上述函数调用了attachLists()函数,attachLists()函数如下:

    /*
     addedLists是二维数组
     [
        [method_t, method_t]
        [method_t, method_t]
     ]
     
     addedCount是分类数量
     */
    void attachLists(List* const * addedLists, uint32_t addedCount) {
        if (addedCount == 0) return;

        if (hasArray()) {
            // many lists -> many lists
            uint32_t oldCount = array()->count;
            uint32_t newCount = oldCount + addedCount;
            array_t *newArray = (array_t *)malloc(array_t::byteSize(newCount));
            newArray->count = newCount;
            array()->count = newCount;

            for (int i = oldCount - 1; i >= 0; i--)
            // array()->lists是原来的方法列表
                newArray->lists[i + addedCount] = array()->lists[i];
            
            // addedLists是所有分类的方法列表,把分类方法列表放到方法列表前面。
            for (unsigned i = 0; i < addedCount; i++)
                newArray->lists[i] = addedLists[i];
            free(array());
            setArray(newArray);
            validate();
        }
        else if (!list  &&  addedCount == 1) {
            // 0 lists -> 1 list
            list = addedLists[0];
            validate();
        } 
        else {
            // 1 list -> many lists
            Ptr<List> oldList = list;
            uint32_t oldCount = oldList ? 1 : 0;
            uint32_t newCount = oldCount + addedCount;
            setArray((array_t *)malloc(array_t::byteSize(newCount)));
            array()->count = newCount;
            if (oldList) array()->lists[addedCount] = oldList;
            for (unsigned i = 0; i < addedCount; i++)
                array()->lists[i] = addedLists[i];
            validate();
        }
    }

可以看到,合并时先将原来类中的方法向后移动,再将分类方法放到方法列表前面。因此,进行方法查找时,先找到分类方法,找到后不再查找,这就形成了分类方法会覆盖类方法的错觉。

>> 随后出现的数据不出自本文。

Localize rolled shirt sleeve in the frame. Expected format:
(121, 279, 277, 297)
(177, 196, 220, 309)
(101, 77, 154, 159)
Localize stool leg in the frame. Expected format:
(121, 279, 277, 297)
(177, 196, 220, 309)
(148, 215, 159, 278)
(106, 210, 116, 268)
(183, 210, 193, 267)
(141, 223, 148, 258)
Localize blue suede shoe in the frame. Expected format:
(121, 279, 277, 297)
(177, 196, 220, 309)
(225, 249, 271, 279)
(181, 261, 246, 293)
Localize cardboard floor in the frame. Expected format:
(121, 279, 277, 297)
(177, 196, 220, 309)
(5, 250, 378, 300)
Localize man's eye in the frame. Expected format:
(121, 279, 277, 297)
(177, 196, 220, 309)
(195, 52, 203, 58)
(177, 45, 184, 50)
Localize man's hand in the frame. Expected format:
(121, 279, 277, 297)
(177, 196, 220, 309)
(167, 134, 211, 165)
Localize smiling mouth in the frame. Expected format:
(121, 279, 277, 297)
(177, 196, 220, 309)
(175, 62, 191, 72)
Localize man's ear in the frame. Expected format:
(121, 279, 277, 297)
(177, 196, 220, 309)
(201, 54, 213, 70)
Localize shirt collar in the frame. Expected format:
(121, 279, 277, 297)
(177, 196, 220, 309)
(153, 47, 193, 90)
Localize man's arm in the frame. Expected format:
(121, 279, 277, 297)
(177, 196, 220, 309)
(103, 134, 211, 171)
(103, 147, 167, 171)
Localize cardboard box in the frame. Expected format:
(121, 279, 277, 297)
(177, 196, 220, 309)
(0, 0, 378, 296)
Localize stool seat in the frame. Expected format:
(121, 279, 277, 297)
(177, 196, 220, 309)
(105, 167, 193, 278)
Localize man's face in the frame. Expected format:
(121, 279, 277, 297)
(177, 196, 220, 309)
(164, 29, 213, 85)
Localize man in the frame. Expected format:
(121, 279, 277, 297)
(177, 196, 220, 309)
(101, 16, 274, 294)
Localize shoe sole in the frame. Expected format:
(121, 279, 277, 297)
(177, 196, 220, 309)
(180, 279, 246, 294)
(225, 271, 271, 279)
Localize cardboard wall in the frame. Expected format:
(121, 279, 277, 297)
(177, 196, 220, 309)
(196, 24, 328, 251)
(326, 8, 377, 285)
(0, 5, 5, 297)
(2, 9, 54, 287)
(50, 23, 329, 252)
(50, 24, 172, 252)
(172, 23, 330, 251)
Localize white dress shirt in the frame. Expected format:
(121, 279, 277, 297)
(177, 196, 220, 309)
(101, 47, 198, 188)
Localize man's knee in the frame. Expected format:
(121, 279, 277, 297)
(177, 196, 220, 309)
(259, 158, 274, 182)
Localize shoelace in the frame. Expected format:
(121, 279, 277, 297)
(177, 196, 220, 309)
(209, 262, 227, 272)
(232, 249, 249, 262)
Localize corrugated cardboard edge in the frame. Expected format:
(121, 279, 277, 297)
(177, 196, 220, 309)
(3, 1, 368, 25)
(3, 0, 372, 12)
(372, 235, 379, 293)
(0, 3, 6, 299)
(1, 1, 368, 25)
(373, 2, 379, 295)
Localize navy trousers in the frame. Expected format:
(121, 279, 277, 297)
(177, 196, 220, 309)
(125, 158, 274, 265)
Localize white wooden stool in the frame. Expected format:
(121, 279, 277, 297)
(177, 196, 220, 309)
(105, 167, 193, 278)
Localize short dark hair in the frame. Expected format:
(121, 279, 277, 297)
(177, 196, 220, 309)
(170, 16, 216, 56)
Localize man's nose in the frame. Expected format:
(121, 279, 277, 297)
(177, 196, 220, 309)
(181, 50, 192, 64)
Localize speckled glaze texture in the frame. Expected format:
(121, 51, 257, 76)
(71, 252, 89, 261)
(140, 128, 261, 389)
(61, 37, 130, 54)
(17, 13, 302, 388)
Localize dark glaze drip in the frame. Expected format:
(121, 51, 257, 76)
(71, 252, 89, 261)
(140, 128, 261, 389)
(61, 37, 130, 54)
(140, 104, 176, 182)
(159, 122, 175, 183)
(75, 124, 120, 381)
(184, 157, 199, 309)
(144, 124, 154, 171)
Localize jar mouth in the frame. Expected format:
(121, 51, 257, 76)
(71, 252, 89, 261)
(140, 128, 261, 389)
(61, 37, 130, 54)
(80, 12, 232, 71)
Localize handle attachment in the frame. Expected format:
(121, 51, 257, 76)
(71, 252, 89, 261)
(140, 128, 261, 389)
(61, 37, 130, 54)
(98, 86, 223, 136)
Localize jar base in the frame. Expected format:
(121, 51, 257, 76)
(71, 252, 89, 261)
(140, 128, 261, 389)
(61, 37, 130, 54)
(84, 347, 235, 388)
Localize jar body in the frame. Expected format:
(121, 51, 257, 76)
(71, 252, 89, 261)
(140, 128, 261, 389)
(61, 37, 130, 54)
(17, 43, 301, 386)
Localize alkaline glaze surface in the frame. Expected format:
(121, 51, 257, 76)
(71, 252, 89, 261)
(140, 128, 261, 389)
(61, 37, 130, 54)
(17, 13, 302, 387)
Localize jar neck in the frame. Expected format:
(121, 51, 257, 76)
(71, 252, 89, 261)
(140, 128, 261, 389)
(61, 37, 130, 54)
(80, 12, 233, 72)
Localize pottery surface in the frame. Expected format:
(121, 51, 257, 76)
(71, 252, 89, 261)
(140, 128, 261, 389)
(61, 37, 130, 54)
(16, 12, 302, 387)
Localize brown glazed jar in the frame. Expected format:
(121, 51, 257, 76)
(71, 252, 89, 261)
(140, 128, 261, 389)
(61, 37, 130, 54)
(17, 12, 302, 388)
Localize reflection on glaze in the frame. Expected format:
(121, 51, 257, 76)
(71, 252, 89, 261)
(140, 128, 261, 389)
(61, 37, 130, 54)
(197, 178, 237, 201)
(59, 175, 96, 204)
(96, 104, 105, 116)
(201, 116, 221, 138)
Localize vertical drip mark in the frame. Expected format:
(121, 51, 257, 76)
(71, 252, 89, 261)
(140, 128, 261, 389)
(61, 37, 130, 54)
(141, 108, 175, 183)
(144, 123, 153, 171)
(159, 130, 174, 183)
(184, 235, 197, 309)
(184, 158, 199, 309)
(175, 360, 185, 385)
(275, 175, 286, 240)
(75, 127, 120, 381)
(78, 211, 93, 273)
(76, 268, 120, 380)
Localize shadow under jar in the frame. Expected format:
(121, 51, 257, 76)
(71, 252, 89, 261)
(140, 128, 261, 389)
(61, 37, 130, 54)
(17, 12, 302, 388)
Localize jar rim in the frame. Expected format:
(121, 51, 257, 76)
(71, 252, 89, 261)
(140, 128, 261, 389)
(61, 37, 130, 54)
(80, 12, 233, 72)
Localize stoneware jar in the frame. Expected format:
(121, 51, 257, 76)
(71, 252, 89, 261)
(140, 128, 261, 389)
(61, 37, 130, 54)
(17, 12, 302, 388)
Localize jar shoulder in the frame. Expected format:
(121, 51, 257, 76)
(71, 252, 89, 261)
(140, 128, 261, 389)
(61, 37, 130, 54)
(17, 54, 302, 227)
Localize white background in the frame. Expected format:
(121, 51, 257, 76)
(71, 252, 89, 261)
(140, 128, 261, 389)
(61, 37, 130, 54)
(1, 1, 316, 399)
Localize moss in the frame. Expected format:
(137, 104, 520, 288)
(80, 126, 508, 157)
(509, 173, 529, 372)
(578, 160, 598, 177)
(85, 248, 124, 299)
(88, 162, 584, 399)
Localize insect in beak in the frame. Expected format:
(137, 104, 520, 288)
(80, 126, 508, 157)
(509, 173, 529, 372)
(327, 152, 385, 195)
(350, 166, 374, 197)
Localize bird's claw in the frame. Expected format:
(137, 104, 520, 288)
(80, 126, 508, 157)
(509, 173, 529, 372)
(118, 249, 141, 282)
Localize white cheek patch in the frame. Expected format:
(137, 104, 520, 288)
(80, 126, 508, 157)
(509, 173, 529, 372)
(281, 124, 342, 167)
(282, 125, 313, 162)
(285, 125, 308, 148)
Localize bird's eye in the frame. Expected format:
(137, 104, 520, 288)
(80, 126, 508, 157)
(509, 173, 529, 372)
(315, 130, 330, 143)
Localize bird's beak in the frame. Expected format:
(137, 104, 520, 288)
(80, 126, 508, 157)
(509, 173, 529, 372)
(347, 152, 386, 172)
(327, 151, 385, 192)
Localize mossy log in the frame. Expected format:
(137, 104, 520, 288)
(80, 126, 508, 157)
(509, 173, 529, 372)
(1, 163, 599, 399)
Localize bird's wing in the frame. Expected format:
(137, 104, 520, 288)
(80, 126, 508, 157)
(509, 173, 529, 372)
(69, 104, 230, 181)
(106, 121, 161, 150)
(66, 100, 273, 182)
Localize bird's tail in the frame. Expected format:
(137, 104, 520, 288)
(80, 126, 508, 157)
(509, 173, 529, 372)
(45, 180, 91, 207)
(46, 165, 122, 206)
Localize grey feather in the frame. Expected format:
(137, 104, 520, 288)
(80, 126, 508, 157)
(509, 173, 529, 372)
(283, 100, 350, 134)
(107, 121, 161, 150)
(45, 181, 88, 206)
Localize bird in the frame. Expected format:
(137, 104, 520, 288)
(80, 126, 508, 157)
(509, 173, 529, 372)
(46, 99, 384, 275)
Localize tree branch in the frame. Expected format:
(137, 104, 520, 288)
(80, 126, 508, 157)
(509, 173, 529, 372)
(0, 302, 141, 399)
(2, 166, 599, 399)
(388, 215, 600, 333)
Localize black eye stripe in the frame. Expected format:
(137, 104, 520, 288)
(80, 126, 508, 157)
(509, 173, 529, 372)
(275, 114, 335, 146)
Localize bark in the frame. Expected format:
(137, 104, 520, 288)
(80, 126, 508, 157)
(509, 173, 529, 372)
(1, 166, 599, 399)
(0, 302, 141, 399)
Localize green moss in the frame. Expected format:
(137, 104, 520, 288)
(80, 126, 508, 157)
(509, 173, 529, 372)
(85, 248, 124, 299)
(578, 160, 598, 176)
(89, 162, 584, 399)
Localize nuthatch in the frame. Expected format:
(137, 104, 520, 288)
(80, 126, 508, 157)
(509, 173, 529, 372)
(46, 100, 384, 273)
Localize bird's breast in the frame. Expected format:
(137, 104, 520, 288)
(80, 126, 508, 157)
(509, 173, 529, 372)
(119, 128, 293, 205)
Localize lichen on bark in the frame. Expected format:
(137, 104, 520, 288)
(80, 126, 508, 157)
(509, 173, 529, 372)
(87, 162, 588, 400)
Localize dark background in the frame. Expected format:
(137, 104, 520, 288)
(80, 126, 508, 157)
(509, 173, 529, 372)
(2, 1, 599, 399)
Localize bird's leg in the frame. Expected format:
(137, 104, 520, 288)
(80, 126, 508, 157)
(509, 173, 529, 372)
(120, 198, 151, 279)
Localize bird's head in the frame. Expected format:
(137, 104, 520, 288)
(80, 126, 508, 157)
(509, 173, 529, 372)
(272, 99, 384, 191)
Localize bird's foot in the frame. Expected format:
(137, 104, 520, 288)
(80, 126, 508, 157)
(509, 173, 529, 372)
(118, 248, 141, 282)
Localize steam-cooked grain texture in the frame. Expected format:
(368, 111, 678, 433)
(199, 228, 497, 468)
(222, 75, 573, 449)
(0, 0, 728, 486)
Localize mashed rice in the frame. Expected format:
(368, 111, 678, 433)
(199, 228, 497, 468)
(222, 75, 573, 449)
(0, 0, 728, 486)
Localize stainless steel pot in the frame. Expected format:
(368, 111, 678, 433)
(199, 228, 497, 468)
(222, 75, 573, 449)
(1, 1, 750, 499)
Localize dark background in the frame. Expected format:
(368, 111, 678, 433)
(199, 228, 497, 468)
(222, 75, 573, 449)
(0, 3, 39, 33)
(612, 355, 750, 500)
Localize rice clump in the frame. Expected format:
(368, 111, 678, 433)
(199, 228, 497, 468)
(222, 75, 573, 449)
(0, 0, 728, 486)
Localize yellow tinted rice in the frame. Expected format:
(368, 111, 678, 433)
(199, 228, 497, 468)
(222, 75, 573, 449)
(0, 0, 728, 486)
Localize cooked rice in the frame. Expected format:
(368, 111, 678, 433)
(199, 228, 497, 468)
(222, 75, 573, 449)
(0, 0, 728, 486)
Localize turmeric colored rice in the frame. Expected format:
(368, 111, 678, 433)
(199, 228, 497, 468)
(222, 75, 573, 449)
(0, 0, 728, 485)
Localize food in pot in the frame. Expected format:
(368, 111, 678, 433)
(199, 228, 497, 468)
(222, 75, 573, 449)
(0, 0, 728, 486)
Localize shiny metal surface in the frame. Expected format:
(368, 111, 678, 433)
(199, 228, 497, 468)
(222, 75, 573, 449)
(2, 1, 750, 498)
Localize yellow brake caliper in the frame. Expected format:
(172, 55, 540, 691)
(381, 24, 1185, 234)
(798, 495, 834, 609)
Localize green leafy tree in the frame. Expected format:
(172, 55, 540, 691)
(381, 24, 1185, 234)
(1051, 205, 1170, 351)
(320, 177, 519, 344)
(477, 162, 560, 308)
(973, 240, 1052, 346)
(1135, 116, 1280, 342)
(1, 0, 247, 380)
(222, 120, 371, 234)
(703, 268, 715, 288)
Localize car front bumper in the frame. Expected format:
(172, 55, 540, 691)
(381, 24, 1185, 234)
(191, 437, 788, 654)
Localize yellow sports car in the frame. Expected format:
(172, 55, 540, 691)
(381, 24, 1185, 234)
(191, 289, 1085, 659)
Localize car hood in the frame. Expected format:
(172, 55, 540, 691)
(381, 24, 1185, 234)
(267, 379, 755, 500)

事实上,如果分类和原来类都有同样方法时,category附加完成后方法列表会有两个相同的方法,只是分类方法位于列表前面,优先查找到分类方法。

分类的方法列表和类的实例方法一样,最终放在同一个类对象的方法列表,并不会存放在单独的方法列表中。类方法、协议、属性等类似。

2. load方法

多数情况下,开发者无需关心 Objective-C 中的类是如何加载进内存的,这一复杂过程由 runtime 的 linker 处理,并且会在你的代码开始执行前处理完成。

多数类无需关心类加载过程,但有时可能需要初始化全局表、用户数据缓存等任务。

Objective-C runtime 提供了+load+initialize两个方法,用于解决上述问题。

2.1 介绍

如果实现了+load方法,其会在加载类时被调用。+load只会调用一次,并且是在调用main()函数前调用。如果在可加载的 bundle 实现了+load方法,他会在 bundle 加载过程中调用。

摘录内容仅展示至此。